Я не вникал в их разговоры; пока жила мама, мне не было до этого никакого дела. Я любил своего отца, нам было хорошо и радостно с ним, а кому принес хоть капельку радости железобетонный характер тетки Гориславы?
Но вскоре после того, как я удрал от нее, я понял, что слабый характер — это плохо.

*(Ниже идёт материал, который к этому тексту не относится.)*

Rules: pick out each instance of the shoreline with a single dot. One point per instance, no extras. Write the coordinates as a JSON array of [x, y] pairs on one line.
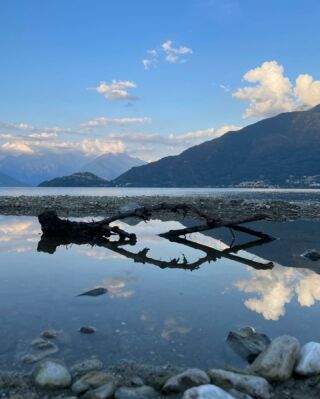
[[82, 206]]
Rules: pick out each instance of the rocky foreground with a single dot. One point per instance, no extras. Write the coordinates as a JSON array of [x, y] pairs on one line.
[[81, 206], [279, 369]]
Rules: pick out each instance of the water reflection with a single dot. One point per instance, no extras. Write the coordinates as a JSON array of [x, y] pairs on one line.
[[277, 287]]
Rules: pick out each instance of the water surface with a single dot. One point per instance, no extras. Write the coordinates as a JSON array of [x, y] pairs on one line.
[[152, 314]]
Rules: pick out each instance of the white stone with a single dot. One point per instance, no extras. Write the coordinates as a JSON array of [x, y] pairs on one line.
[[52, 374], [188, 379], [277, 362], [206, 392], [250, 384], [309, 359]]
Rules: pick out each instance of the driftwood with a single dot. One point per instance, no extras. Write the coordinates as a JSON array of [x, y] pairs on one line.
[[57, 232]]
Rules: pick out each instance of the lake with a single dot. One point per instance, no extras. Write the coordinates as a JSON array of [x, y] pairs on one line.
[[152, 313]]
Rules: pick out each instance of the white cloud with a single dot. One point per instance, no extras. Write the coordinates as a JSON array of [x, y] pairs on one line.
[[307, 90], [171, 54], [274, 93], [271, 95], [116, 90], [16, 147], [174, 54], [103, 121]]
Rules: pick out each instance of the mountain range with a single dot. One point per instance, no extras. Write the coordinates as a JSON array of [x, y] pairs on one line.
[[79, 179], [33, 169], [283, 150]]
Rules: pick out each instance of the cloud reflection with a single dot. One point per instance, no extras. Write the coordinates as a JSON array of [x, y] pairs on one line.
[[276, 288]]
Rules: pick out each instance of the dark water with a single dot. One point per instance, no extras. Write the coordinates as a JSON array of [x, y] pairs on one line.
[[149, 314]]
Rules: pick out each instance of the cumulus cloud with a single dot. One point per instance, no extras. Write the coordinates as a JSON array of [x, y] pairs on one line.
[[307, 90], [272, 92], [116, 90], [103, 121], [174, 54], [171, 54]]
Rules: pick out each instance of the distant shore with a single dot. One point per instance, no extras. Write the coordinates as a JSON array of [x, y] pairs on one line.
[[82, 206]]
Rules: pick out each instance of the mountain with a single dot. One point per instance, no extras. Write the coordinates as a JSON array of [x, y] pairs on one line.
[[282, 150], [7, 181], [109, 166], [34, 169], [80, 179]]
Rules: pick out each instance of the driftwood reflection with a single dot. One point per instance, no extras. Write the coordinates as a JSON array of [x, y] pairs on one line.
[[49, 244]]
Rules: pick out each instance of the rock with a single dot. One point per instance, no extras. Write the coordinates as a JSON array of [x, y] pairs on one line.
[[85, 367], [137, 382], [206, 392], [49, 334], [87, 330], [95, 292], [309, 359], [277, 362], [239, 395], [92, 380], [104, 392], [247, 343], [51, 374], [144, 392], [41, 343], [311, 254], [252, 385], [188, 379]]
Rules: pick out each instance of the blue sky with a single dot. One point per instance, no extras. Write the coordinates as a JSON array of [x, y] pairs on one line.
[[55, 54]]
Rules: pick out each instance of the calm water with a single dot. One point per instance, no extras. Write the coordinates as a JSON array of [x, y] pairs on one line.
[[285, 194], [150, 314]]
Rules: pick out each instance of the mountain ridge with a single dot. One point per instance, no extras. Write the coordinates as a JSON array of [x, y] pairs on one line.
[[273, 150]]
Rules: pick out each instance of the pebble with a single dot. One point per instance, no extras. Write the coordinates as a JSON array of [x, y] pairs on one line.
[[51, 374], [277, 362], [189, 378], [309, 359]]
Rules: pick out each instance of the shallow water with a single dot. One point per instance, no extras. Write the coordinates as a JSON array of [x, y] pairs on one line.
[[254, 193], [150, 314]]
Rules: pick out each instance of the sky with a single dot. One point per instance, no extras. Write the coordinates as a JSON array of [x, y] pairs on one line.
[[150, 78]]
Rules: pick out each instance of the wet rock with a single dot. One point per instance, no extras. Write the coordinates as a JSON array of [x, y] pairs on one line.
[[51, 374], [87, 330], [91, 380], [247, 343], [255, 386], [309, 359], [95, 292], [277, 362], [311, 254], [188, 379], [137, 382], [85, 367], [41, 343], [239, 395], [206, 392], [144, 392], [49, 334], [104, 392]]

Мне тяжело об этом вспоминать, да тут уж ничего не сделаешь — я хочу во всем разобраться, а помочь некому. И вот что не дает мне покоя. Когда отцу было четырнадцать лет, гестаповцы за связь с партизанами замучили и расстреляли бабушку, его маму. Тогда он отвел Гориславу на хутор к дальним родственникам, а сам ушел в партизанский отряд. Он мог отсидеться на том хуторе до конца войны, но вместо этого чистил котлы на партизанской кухне, помогал ухаживать за ранеными, а потом стал разведчиком и связным. В шестнадцать его взяли в подрывники: у меня и теперь мурашки ползают по телу, когда отец начинает вспоминать, как они взрывали фашистские эшелоны. Значит, тогда у него не был слабый характер, слабохарактерные — трусы, а отца наградили орденом Красного Знамени и медалью «За отвагу», пусть только кто-нибудь попробует сказать, что он трус! А потом, после войны… Ремесленное, вечерняя школа, завод, заочный институт… Помню, засыпаю — он сидит за чертежной доской, просыпаюсь — шуршит страницами учебника. И так — шесть лет подряд… Отец смеялся, что за это время я посмотрел куда больше фильмов, чем он; и правда, у него всегда не хватало времени, он зубрил какие-то немецкие глаголы, даже когда брился. Намылит щеки, а сам смотрит в бумажку — она возле зеркала кнопкой была приколота. А на кой черт, спрашивается, ему нужна была такая мука, он ведь и простым рабочим зарабатывал не мало! Разве мог слабохарактерный человек все это осилить? Это я — слабохарактерный, не получается задача — сдую у ребят, сам ни за что над ней биться не стану, а он-то ни у кого не сдувал! Так что, может, это вовсе и не слабохарактерность, что он запил после смерти матери, может, это что-то совсем другое?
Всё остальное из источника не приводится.